The researchers, from NYU, Cornell University and Cornell Technology, contacted the customer services of nine companies that provide monitoring services. The researchers indicated that they posed as women who wanted to secretly track their husbands. Only one company, TeenSafe, refused to help them.

On YouTube, there are dozens of videos that offer tutorials on how to use various applications that are used to catch unfaithful lovers. Often, the videos link to the sites of the application manufacturers by means of a special code that guarantees a part of the sale to the sponsor, a type of agreement known as "affiliate marketing".

The proliferation of this type of tracking applications raises questions about the role that businesses like Google and Apple have in supervising their services. For a long time, the two companies have handled different strategies to regulate applications.

Apple makes it difficult for iPhone users to download applications outside of the company's App Store and has many restrictions on what applications can do in their store. After testing several programs available in the stores of both platforms, the researchers found that Apple's strict rules limited the surveillance capabilities of those applications more than those of Google software.

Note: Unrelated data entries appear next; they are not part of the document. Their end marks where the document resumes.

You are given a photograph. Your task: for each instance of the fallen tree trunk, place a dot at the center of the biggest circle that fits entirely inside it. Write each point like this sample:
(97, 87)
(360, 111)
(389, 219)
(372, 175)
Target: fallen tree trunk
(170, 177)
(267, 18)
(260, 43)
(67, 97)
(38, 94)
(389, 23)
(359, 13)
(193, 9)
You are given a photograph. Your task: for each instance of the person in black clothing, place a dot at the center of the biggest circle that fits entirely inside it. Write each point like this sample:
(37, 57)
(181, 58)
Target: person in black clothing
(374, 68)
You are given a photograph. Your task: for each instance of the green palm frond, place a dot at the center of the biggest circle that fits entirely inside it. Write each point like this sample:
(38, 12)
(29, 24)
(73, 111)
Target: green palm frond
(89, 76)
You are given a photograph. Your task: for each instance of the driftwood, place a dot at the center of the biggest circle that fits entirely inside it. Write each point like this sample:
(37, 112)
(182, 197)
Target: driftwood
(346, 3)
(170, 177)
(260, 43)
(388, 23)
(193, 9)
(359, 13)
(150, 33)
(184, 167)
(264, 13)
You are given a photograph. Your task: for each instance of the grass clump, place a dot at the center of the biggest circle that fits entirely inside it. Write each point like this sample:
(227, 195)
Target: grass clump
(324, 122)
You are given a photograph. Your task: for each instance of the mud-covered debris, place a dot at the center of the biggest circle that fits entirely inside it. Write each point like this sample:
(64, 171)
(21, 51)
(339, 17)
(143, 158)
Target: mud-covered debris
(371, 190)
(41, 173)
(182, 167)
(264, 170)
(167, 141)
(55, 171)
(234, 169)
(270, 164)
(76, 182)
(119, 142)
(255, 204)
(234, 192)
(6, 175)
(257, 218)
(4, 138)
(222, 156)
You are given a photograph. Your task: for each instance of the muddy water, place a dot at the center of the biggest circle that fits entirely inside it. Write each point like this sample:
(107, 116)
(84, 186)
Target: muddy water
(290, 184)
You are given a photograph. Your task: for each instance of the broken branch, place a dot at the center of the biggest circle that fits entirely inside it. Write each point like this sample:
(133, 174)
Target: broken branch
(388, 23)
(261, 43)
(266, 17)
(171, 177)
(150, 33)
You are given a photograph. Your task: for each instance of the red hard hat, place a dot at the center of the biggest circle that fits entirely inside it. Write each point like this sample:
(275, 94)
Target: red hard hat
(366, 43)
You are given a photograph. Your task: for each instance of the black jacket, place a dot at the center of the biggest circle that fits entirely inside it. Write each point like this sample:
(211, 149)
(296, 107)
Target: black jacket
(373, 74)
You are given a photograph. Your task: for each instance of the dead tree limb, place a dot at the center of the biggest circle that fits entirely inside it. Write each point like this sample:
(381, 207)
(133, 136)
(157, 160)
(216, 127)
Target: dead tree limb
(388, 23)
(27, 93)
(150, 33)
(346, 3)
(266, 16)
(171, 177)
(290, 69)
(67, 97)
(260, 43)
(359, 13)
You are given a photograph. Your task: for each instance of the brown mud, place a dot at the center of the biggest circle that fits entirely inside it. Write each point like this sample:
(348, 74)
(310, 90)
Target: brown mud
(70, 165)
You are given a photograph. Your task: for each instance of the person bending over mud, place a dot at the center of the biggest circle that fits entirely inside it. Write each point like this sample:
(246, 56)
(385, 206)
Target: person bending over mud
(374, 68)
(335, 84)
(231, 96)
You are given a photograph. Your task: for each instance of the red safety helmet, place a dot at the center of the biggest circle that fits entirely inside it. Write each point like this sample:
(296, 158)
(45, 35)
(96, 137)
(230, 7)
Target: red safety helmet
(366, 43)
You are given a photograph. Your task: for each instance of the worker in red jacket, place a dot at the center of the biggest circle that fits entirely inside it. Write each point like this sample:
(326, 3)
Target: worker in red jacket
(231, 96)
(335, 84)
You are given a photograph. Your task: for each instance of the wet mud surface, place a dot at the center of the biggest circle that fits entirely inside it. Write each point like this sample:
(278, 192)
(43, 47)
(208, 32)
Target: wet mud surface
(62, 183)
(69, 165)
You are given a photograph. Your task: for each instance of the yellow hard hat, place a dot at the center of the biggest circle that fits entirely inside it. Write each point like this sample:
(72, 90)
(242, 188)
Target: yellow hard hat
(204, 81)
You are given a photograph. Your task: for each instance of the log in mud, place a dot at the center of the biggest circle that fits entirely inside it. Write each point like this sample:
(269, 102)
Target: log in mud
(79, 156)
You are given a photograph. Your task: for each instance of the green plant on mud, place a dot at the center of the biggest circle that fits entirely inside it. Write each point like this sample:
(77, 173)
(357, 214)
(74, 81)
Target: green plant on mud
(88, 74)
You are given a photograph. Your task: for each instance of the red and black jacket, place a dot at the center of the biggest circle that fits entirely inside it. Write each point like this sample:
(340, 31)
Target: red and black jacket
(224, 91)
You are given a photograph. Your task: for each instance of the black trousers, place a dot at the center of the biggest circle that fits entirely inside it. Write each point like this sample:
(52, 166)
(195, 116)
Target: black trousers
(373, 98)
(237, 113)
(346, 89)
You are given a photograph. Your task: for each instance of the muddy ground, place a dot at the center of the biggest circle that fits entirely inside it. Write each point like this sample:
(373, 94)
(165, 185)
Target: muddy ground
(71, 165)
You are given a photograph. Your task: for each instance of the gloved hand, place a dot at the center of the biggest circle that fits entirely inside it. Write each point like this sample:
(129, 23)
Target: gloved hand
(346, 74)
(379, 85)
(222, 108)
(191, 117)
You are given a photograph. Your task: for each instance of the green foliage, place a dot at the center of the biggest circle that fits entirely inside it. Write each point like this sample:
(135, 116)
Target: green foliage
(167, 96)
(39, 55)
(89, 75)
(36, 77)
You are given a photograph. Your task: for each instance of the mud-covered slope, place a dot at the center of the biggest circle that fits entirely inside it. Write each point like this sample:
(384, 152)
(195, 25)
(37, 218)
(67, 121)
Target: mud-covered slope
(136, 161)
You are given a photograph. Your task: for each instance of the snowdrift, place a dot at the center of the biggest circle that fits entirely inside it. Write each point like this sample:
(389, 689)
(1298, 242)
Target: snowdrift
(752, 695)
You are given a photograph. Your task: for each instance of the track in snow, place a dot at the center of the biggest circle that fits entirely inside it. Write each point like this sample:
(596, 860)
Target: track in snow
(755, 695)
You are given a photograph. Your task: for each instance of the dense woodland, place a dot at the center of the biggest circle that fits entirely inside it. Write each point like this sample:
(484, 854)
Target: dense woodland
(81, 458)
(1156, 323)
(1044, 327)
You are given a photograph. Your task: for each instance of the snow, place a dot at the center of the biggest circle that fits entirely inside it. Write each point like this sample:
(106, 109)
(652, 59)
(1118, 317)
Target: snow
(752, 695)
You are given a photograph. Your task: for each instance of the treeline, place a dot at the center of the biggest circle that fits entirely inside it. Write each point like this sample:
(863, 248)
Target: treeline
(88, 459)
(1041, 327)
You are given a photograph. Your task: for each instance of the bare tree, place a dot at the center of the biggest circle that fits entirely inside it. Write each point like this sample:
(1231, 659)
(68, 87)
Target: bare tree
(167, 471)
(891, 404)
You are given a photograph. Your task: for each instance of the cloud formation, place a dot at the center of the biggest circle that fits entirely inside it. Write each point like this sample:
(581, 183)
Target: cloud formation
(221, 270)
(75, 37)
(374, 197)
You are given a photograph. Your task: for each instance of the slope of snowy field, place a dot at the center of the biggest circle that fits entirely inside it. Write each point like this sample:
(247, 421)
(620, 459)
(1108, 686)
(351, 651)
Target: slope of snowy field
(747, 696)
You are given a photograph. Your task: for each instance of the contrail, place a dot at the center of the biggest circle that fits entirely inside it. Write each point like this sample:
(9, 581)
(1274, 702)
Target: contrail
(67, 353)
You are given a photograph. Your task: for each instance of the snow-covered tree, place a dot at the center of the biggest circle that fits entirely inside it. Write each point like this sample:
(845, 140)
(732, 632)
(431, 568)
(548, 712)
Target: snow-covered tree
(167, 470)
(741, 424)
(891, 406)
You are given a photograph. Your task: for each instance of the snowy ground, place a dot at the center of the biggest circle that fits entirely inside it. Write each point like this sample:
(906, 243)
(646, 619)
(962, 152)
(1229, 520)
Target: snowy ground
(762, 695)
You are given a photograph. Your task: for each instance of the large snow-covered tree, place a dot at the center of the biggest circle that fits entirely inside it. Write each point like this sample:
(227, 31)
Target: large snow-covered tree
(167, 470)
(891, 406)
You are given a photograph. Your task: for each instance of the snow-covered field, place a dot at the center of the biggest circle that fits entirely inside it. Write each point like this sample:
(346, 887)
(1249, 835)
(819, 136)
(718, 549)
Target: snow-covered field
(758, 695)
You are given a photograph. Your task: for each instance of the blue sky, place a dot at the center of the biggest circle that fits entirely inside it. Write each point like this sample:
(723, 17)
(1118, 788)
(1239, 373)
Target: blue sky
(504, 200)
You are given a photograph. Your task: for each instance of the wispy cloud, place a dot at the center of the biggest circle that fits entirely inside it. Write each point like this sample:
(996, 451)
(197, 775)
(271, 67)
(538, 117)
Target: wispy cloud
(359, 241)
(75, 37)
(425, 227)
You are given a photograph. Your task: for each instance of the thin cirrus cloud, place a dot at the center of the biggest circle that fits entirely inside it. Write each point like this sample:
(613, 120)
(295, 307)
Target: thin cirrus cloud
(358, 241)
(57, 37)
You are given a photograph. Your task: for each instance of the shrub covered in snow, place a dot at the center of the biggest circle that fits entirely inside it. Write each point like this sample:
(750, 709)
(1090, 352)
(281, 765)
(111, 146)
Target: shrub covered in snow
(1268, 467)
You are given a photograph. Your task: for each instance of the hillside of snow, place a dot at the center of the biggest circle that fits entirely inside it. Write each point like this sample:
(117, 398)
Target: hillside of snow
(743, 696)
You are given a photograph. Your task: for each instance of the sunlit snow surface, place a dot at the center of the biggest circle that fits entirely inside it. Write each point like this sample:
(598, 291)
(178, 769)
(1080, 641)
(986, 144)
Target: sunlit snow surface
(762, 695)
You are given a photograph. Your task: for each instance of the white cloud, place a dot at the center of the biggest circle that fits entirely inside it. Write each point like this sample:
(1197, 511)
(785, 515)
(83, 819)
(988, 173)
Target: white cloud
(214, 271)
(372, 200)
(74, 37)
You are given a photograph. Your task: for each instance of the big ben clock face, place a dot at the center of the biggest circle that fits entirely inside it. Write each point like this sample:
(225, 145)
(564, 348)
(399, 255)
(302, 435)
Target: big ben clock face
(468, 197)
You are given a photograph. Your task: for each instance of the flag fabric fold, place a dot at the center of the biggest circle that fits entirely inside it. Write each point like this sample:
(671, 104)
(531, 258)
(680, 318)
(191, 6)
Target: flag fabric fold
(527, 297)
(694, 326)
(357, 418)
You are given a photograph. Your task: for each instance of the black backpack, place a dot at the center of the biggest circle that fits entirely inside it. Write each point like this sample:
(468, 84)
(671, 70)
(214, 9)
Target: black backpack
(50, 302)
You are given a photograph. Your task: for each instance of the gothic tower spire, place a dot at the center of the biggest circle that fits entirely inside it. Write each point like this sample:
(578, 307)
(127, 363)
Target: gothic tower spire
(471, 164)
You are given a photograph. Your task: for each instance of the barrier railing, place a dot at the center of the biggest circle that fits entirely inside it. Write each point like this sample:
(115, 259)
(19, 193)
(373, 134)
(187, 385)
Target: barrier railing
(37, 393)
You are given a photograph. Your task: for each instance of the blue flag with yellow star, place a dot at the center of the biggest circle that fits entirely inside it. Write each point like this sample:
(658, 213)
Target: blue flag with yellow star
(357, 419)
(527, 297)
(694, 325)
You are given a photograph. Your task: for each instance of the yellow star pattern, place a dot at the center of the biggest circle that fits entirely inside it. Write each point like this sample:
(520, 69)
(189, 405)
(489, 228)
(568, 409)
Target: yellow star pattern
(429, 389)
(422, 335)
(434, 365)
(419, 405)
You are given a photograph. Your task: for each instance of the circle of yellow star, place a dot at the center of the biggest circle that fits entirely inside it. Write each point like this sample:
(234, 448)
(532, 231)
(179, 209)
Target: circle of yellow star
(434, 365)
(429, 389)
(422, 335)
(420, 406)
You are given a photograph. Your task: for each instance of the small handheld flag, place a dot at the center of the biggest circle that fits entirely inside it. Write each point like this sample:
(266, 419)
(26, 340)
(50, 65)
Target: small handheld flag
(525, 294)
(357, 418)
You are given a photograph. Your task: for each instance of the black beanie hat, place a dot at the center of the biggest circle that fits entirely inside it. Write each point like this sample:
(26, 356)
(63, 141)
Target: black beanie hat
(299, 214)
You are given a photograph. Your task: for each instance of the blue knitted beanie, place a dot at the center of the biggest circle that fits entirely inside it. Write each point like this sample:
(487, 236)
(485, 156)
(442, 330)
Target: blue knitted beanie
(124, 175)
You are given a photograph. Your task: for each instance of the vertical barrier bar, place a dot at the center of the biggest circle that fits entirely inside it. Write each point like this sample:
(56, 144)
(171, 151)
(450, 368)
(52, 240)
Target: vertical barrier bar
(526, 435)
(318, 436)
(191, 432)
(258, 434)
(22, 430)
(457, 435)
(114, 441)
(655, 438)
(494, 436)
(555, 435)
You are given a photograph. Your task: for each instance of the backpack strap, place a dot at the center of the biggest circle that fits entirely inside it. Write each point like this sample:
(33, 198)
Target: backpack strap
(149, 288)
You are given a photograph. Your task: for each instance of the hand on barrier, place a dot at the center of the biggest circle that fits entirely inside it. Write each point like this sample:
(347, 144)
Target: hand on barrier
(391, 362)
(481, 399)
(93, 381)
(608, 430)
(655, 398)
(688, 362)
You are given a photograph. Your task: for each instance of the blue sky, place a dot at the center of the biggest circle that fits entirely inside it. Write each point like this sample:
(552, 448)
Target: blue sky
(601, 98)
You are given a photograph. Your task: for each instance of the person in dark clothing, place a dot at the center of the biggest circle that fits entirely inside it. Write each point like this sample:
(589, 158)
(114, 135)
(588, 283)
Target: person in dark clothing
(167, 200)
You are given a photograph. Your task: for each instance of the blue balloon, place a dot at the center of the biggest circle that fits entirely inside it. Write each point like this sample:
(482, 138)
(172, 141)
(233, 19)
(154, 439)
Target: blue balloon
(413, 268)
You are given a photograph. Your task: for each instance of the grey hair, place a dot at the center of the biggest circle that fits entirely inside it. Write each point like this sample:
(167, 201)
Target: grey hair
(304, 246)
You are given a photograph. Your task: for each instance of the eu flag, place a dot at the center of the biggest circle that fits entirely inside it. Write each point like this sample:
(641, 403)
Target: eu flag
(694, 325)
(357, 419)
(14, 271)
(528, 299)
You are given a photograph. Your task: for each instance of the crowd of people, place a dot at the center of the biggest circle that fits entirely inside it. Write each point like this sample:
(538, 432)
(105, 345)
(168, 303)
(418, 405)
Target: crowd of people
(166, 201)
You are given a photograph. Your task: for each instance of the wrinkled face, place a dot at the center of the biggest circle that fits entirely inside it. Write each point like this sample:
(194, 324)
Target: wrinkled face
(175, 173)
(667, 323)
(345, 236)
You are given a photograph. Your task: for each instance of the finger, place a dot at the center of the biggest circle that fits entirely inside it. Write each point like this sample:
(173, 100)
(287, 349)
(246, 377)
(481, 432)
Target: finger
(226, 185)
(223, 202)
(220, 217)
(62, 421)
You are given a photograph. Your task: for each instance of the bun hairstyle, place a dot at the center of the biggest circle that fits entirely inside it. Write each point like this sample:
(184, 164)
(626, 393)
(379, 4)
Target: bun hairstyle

In response to the researchers' findings, Google reinforced several policies "to further restrict the promotion and distribution" of surveillance applications, said a company representative.

Google removed many spy and tracking applications and blocked advertising related to the espionage of spouses and romantic partners from the search results. YouTube, owned by Google, downloaded some videos that dealt with spy services, although the company determined that there were others that did not violate their policies because the services could be used with consent.

The victims 'advocates mentioned that they had noticed that the surveillance tools' manufacturers have changed their tactics: sometimes they have moved the servers abroad or have removed from their websites the explicit language about espionage to spouses. "As soon as these companies heard the rumor that they should not do that, they just changed their marketing strategy," Olsen said.